Remember, I just said that that ansible-galaxy install
places roles in the first directory in your roles_path
? Just create a ansible.cfg in your playbook directory that looks something like this:
[defaults]
remote_user = root
inventory_file = hosts
roles_path = required-roles:roles
Then add required-roles
to your .gitignore
. Now, you can disentangle your roles and external roles within your playbook. I have to give credit to @command_tab for changing my life with this tip. :)
Organizing Repos When Working with Other Admins
You might run ansible from a laptop, your workstation, a VM. Your colleagues may do the same. How do you make sure each environment is consistent and compatible?
As you scale up use of Ansible on your team, what sort of groundwork can you lay for keeping things organized?
I suggest a Ansible
name space in a Gitlab instance then try to put all the ansible related bits in there as long as it makes sense.

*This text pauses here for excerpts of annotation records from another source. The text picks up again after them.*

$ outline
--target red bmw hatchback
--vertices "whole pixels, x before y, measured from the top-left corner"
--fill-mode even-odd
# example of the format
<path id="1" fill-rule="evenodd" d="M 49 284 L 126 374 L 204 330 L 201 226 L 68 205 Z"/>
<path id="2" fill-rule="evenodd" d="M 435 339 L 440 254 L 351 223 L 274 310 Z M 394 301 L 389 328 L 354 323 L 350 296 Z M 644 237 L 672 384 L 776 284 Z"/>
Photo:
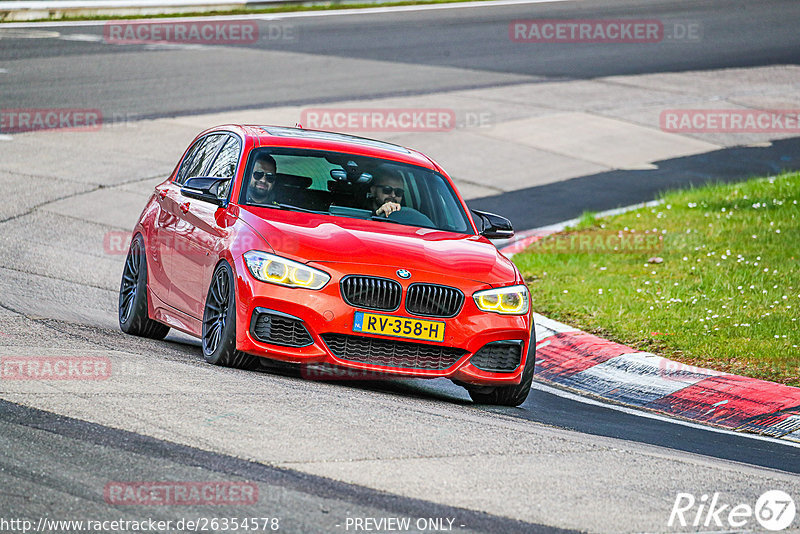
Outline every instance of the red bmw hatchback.
<path id="1" fill-rule="evenodd" d="M 213 364 L 258 358 L 446 377 L 518 406 L 533 379 L 530 294 L 425 155 L 349 135 L 228 125 L 201 133 L 133 231 L 129 334 L 175 328 Z"/>

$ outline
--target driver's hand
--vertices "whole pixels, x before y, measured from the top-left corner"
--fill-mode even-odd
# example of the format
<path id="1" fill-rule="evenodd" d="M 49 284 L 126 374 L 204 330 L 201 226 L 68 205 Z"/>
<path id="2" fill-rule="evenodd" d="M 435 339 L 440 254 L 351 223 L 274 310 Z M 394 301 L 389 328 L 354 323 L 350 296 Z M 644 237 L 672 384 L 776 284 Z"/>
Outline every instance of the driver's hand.
<path id="1" fill-rule="evenodd" d="M 397 202 L 387 202 L 375 211 L 375 215 L 383 215 L 388 217 L 390 213 L 400 211 L 400 204 Z"/>

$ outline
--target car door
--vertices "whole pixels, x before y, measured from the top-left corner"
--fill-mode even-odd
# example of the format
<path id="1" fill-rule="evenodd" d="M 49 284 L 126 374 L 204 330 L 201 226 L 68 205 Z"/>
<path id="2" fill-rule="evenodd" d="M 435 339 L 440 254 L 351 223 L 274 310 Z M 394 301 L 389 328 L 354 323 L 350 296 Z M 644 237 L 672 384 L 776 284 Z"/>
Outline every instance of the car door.
<path id="1" fill-rule="evenodd" d="M 186 151 L 173 180 L 167 180 L 156 186 L 155 189 L 158 208 L 147 243 L 147 257 L 150 260 L 148 286 L 155 296 L 166 304 L 171 304 L 169 296 L 172 285 L 170 264 L 175 244 L 175 225 L 178 223 L 178 203 L 180 201 L 175 182 L 180 182 L 181 178 L 189 172 L 194 157 L 203 148 L 207 139 L 207 137 L 202 137 L 196 140 Z"/>
<path id="2" fill-rule="evenodd" d="M 175 233 L 180 228 L 181 210 L 186 207 L 186 199 L 181 195 L 180 188 L 189 177 L 198 176 L 205 170 L 220 145 L 225 141 L 225 137 L 225 134 L 210 134 L 195 141 L 192 148 L 186 153 L 175 178 L 156 188 L 160 209 L 154 241 L 158 247 L 157 254 L 164 278 L 167 280 L 160 288 L 163 295 L 159 294 L 159 298 L 184 313 L 188 313 L 188 311 L 175 299 L 172 289 L 175 277 L 180 276 L 180 273 L 175 270 L 175 257 L 178 254 L 175 246 Z"/>
<path id="3" fill-rule="evenodd" d="M 236 176 L 241 157 L 242 142 L 235 135 L 226 135 L 219 150 L 210 160 L 202 174 L 229 179 L 221 196 L 229 198 L 230 185 Z M 193 176 L 187 177 L 190 178 Z M 211 283 L 211 275 L 219 258 L 219 251 L 226 246 L 229 234 L 225 208 L 210 202 L 181 196 L 179 220 L 175 229 L 175 254 L 172 269 L 172 299 L 181 310 L 202 319 L 205 295 Z"/>

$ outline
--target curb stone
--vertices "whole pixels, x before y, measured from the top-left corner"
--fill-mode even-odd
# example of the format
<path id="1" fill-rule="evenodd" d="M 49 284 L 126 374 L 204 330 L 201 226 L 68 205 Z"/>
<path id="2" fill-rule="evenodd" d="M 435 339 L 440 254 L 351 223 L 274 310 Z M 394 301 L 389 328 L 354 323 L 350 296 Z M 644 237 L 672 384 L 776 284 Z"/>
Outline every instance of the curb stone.
<path id="1" fill-rule="evenodd" d="M 635 206 L 639 207 L 639 206 Z M 506 256 L 574 221 L 521 232 Z M 537 381 L 617 404 L 800 443 L 800 388 L 694 367 L 534 313 Z"/>

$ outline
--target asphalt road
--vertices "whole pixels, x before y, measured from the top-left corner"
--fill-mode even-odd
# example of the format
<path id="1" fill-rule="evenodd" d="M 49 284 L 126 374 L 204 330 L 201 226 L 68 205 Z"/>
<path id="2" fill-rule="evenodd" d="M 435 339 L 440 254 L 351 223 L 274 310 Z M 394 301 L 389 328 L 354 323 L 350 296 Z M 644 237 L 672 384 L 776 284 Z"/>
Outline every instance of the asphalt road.
<path id="1" fill-rule="evenodd" d="M 296 37 L 241 47 L 116 46 L 102 41 L 98 25 L 36 30 L 44 33 L 0 27 L 0 107 L 99 108 L 123 120 L 796 64 L 798 15 L 794 2 L 715 1 L 285 18 L 260 24 L 289 25 Z M 515 19 L 623 16 L 697 23 L 702 45 L 534 49 L 508 39 Z M 9 31 L 22 33 L 3 37 Z M 163 169 L 131 165 L 131 175 L 92 189 L 97 195 L 87 196 L 80 210 L 59 210 L 56 201 L 80 198 L 86 184 L 94 187 L 93 177 L 73 179 L 74 190 L 53 194 L 46 176 L 58 168 L 37 167 L 36 135 L 0 145 L 7 162 L 25 154 L 31 163 L 28 174 L 4 175 L 6 183 L 30 180 L 42 197 L 18 213 L 2 212 L 0 348 L 111 354 L 119 371 L 101 384 L 0 383 L 3 517 L 222 515 L 208 507 L 110 506 L 103 488 L 114 480 L 255 481 L 257 506 L 223 512 L 279 512 L 288 532 L 344 531 L 347 517 L 387 516 L 450 517 L 464 525 L 461 531 L 676 531 L 666 521 L 679 491 L 721 491 L 735 502 L 755 502 L 768 489 L 800 495 L 798 449 L 787 444 L 636 417 L 541 388 L 519 409 L 484 409 L 446 381 L 329 384 L 286 370 L 237 372 L 205 364 L 185 336 L 165 342 L 124 336 L 115 327 L 122 258 L 97 250 L 108 226 L 92 218 L 91 203 L 112 193 L 143 203 L 129 191 Z M 142 159 L 145 150 L 117 148 L 120 165 Z M 764 164 L 782 155 L 776 149 Z M 713 161 L 724 167 L 731 157 Z M 81 165 L 68 152 L 55 161 Z M 689 164 L 697 173 L 712 172 L 708 158 Z M 481 202 L 522 220 L 529 217 L 527 195 L 541 195 L 543 215 L 525 223 L 555 222 L 585 208 L 589 197 L 602 193 L 620 202 L 626 183 L 647 182 L 626 172 L 639 171 Z M 643 189 L 631 198 L 648 195 Z M 562 201 L 572 203 L 566 211 L 547 211 Z"/>
<path id="2" fill-rule="evenodd" d="M 540 18 L 656 19 L 665 38 L 605 46 L 511 41 L 512 21 Z M 255 44 L 194 48 L 108 44 L 101 23 L 51 28 L 51 38 L 0 40 L 0 64 L 12 74 L 0 76 L 0 94 L 6 108 L 163 117 L 532 80 L 798 64 L 799 19 L 800 4 L 792 0 L 557 2 L 287 16 L 260 21 Z M 700 40 L 670 38 L 676 25 L 695 25 Z"/>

Sometimes a playbook is tightly bound to an application and it seems to make sense to keep it in a ansible
sub dir of that repo.
How about some repo naming conventions?
- Role repos should be named after the role and have no prefix
- Module repos should have a prefix of
module-
- Plugin repos should have a prefix of
plugin-
- Playbook repos should have a prefix of
playbook-
Still To Be Determined
Distributing inventory is a problem I haven’t quite figured out yet. For now, each playbook has it’s own static inventory file and that works just fine for somethings, but it isn’t generally scalable.
A dynamic inventory script which queries a LDAP directory seems like the obvious choice, but with thousands of hosts how can this be done efficiently? Patterns are applied to host lists after the inventory is constructed. Somehow, the limitation needs to be included in the LDAP filter.